Janice
I went to see Arrival last night.
It’s
a thoughtful sci-fi film from Canadian director Denis Villeneuve. It’s a story
about 12 mysterious spacecraft that touch down around the world. An elite team –
led by Colonel Webber (Forest Whitaker), linguist Louise Banks (Amy Adams) and mathematician
Ian Donnelly (Jeremy Renner) – are brought together to investigate. As the
world teeters towards a military response, the team races against time for
answers.
This
is not a film that depends on special effects and amazing technology for it’s
impact. Arrival takes its time unfolding, but gradually gets under your
skin and commands your attention.
It’s
a film that draws us in to consider big questions. It's about love, loss,
tolerance, compassion, language and non-linear time. it’s a film that asks questions.
- How do we approach those things, the unknown, that terrifies us?
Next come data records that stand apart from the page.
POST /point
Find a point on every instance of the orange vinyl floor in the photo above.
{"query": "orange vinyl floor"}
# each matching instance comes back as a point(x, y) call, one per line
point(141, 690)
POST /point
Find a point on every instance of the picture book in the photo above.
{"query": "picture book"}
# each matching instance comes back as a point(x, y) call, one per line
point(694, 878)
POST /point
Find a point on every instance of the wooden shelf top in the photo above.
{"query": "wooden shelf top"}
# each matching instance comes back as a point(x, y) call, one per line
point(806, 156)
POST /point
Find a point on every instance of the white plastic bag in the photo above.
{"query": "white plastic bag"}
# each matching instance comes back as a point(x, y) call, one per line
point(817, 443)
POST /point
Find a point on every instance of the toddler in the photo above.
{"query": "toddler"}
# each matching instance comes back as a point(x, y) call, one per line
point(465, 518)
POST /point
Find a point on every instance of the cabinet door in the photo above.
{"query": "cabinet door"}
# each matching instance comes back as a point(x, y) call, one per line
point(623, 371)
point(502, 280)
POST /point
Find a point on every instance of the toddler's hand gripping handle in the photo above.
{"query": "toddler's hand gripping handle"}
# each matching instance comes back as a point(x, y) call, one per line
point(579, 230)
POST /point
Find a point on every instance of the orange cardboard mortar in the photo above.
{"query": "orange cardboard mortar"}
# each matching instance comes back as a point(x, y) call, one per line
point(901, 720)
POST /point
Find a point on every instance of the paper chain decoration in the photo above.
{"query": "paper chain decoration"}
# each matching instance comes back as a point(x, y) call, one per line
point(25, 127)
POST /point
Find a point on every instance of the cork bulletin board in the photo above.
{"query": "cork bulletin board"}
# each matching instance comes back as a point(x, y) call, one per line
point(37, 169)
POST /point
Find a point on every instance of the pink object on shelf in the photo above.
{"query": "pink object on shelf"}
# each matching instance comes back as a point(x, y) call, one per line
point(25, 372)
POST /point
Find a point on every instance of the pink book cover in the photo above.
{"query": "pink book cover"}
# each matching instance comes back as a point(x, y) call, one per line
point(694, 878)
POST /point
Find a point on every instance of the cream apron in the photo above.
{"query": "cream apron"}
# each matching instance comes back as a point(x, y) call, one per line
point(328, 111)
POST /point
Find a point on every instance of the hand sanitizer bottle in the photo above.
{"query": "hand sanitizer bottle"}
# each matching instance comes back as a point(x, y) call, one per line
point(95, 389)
- Will man’s tendency toward violence kick in before its science and language leaders can figure out a way to stop it?
- Why is it important to communicate through language and not action?
- What would it mean if we could see visions of not just a possible future but our specific future?
- Would the choices that get us there be any less significant?
- Would the “gift” of seeing the future be a blessing or a curse?
- How could a brain that grasps the eternal picture—an all-at-the-same-time awareness—not go insane in a time-bound world?
- It raises questions about geopolitics and the nature of time and the sanctity of life.
As
I reflected on Arrival this morning, I came across some lines from T. S. Eliot’s
“Little Gidding” that describe something
of the circularity of overlapping departures and arrivals:
What we call the beginning is
often the end
And to make an end is to make a beginning.
The end is where we start from.
And to make an end is to make a beginning.
The end is where we start from.
Or
this:
We shall not cease from
exploration
And the end of all our exploring
Will be to arrive where we started
And know the place for the first time.
And the end of all our exploring
Will be to arrive where we started
And know the place for the first time.
Eliot
(and others) put into words a feeling, an idea that haunts us: that we’re
eternal beings in a time-bound world. Little ruptures (liminal spaces and
moments) are everywhere:
- the strange way that joy is so closely related to impermanence and longing;
- the mysteries of memory, imagination, and dreaming;
- the oddity of deja vu;
- the prophetic gifts that Christians chalk up to the Holy Spirit and secularists dismiss as uncanny intuition.
Christians
have language for this, because we believe that there is more than we can see,
that our being is eternal. C.S. Lewis wrote “if we find ourselves with a desire
that nothing in this world can satisfy, the most probable explanation is that
we were made for another world”?
As
the characters in Arrival discover, “time” isn’t what they understood it to be:
the future, the past, and the present are all the same from the point of view
of the heptapods.
I
wonder, as we approach Advent, the season when we contemplate the mystery of an
eternal God taking on temporal form “in the fullness of time” (Galatians 4.4), if Arrival helps us approach
the incarnation with fresh insight and an invitation to revisit the familiar
story and see afresh the mysteries the Word becoming flesh and dwelling among
us. To quote Eliot again, maybe we will
“arrive where we started and know the place for the first time.”